Components of Apache Flume
What is the role of interceptors in Apache Flume? Using the Interceptors we can alter the Flume Events or inspect the Events. The interceptors are placed in between the Source and the Channel so that whatever the events are to be sent to the Channel they can be inspected or filtered, in case we don’t want some of the events to be passed, by the interceptor.
For example, say we are streaming all the log files from an application server; it will have a number of different types of log files like info log, warning log, trace log, etc. and in case we are not interested in the trace logs, they can be filtered using the interceptors so that they will not be passed through to the Channel.

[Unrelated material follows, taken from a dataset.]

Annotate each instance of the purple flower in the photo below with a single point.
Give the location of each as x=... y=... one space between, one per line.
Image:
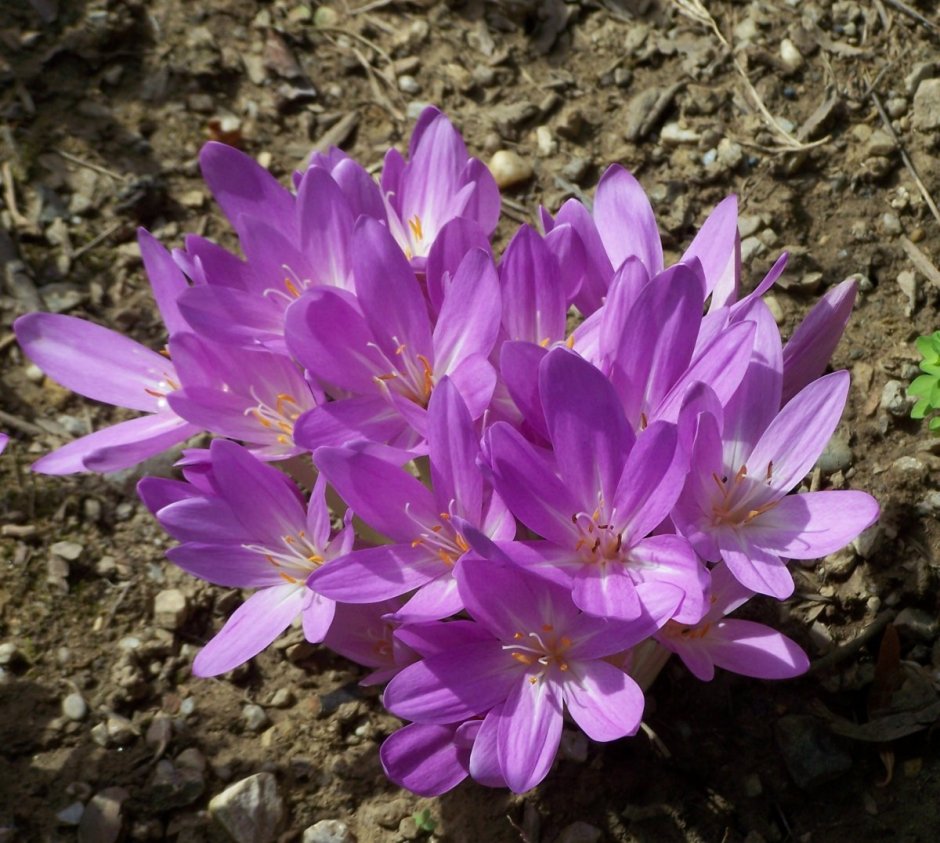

An Interceptor can either be between the Source and the Channel or in between the Channel and the Sink. And it is not necessary that there should only be a single interceptor; there can be multiple interceptors too. If there are more than one interceptors, the Flume events generated have to pass through all these Interceptors one by one and the interceptors will have some logic inside so that undesirable data is filtered out; hence, it can be said that when events pass through the interceptors, enrichment of data is done. So, this is the role of an interceptor in Apache Flume.
The Sink Processor is another important component of Apache Flume; there are many uses of the Sink Processor like:
- Sink Processor is the mechanism through which we can create failover paths.
- In case there are a lot of events, we can configure the load balance using the sink processor so that the load can be distributed to multiple sinks.